Free for 90 days: Sign up now and get 90 days managed free after your first deposit. See offer details

<title>Dismiss</title>

Keeping Our Code Base Simple, Optimally

Betterment engineers turned regulatory compliance rules into an optimization problem to keep the code base simple. Here's how they did it.

Articles by Mike

By Mike Matsui
  |  Published: September 4, 2013

Interested in working at Betterment as an engineer? Learn more here.

At Betterment, staying compliant with regulators, such as the Securities and Exchange Commission, is a part of everyday life.  We’ve talked before about how making sure everything is running perfectly — especially given all the cases we need to handle — makes us cringe at the cyclomatic complexity of some of our methods.

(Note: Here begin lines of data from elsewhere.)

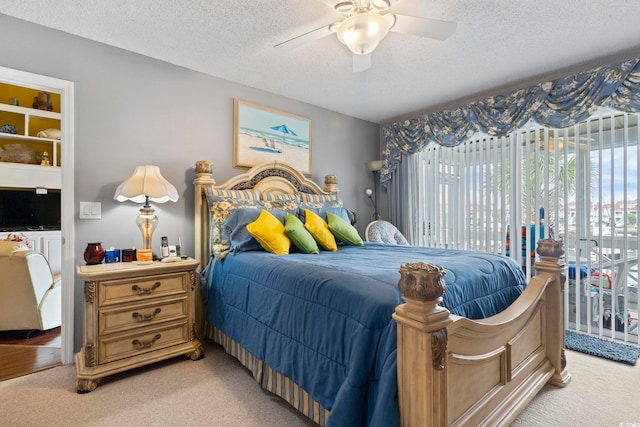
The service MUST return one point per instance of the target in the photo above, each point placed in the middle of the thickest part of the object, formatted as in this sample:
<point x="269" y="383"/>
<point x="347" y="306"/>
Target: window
<point x="578" y="184"/>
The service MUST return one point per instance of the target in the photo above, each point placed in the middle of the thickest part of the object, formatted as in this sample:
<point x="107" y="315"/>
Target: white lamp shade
<point x="146" y="181"/>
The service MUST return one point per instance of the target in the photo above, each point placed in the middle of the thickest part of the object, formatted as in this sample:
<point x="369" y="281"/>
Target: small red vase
<point x="94" y="253"/>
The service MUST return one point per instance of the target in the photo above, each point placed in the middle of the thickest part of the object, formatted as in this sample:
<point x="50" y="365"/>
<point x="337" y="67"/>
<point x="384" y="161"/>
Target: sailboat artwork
<point x="262" y="135"/>
<point x="270" y="145"/>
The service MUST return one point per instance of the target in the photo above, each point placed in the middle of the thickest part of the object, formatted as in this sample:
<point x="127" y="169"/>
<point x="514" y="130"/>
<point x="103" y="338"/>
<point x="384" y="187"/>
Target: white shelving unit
<point x="30" y="175"/>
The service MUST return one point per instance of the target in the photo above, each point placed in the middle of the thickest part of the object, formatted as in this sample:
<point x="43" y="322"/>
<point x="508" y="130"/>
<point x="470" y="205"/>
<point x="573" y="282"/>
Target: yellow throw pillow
<point x="320" y="231"/>
<point x="270" y="233"/>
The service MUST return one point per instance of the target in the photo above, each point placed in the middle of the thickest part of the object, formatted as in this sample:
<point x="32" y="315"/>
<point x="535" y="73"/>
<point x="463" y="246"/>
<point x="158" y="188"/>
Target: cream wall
<point x="132" y="110"/>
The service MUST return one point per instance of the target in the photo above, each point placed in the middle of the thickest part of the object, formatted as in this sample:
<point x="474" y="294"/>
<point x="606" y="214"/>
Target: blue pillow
<point x="235" y="228"/>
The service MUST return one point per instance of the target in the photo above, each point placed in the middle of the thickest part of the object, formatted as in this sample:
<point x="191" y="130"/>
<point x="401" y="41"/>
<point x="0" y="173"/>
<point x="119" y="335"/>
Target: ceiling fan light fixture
<point x="361" y="33"/>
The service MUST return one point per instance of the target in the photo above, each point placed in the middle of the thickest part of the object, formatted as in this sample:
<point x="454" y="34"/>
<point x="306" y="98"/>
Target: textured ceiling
<point x="498" y="44"/>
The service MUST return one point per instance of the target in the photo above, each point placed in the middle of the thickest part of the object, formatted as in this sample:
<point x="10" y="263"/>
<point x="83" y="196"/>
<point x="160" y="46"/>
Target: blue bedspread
<point x="324" y="320"/>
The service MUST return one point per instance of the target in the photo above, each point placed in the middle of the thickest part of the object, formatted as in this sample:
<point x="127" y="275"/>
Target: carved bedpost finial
<point x="422" y="281"/>
<point x="331" y="184"/>
<point x="204" y="169"/>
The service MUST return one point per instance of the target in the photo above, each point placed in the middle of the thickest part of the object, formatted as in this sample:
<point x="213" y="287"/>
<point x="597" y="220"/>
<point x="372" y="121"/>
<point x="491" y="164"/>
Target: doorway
<point x="66" y="91"/>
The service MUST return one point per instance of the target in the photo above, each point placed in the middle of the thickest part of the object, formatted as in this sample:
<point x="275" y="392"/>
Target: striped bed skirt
<point x="269" y="379"/>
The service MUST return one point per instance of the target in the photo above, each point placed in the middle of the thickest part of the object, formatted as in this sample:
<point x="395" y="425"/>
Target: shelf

It’s a constant battle to keep things maintainable, readable, testable, and efficient. We recently put some code into production that uses an optimizer to cut down on the  amount of code we’re maintaining ourselves, and it turned out to be pretty darn cool. It makes communicating with our regulators easier, and is doing so in a pretty impressive fashion.

We were tasked with coming up with an algorithm that, at first pass, made me nervous about all the different cases it would need to handle in order to do things intelligently. Late one night, we started bouncing ideas off each other on how to pull it off. We needed to make decisions at a granular level, test how they affected the big picture, and then adjust accordingly.

To use a Seinfield analogy, the decisions we would make for Jerry had an effect on what the best decisions were for Elaine. But, if Elaine was set up a certain way, we wanted to go back to Jerry and adjust the decisions we made for him.  Then George. Then Newman. Then Kramer. Soon we had thought about so many if-statements that they no longer seemed like if-statements, and all the abstractions I was formulating were already leaking.

Then a light came on. We could not only make good decisions for Elaine, Jerry, and Newman, we could make those decisions optimally.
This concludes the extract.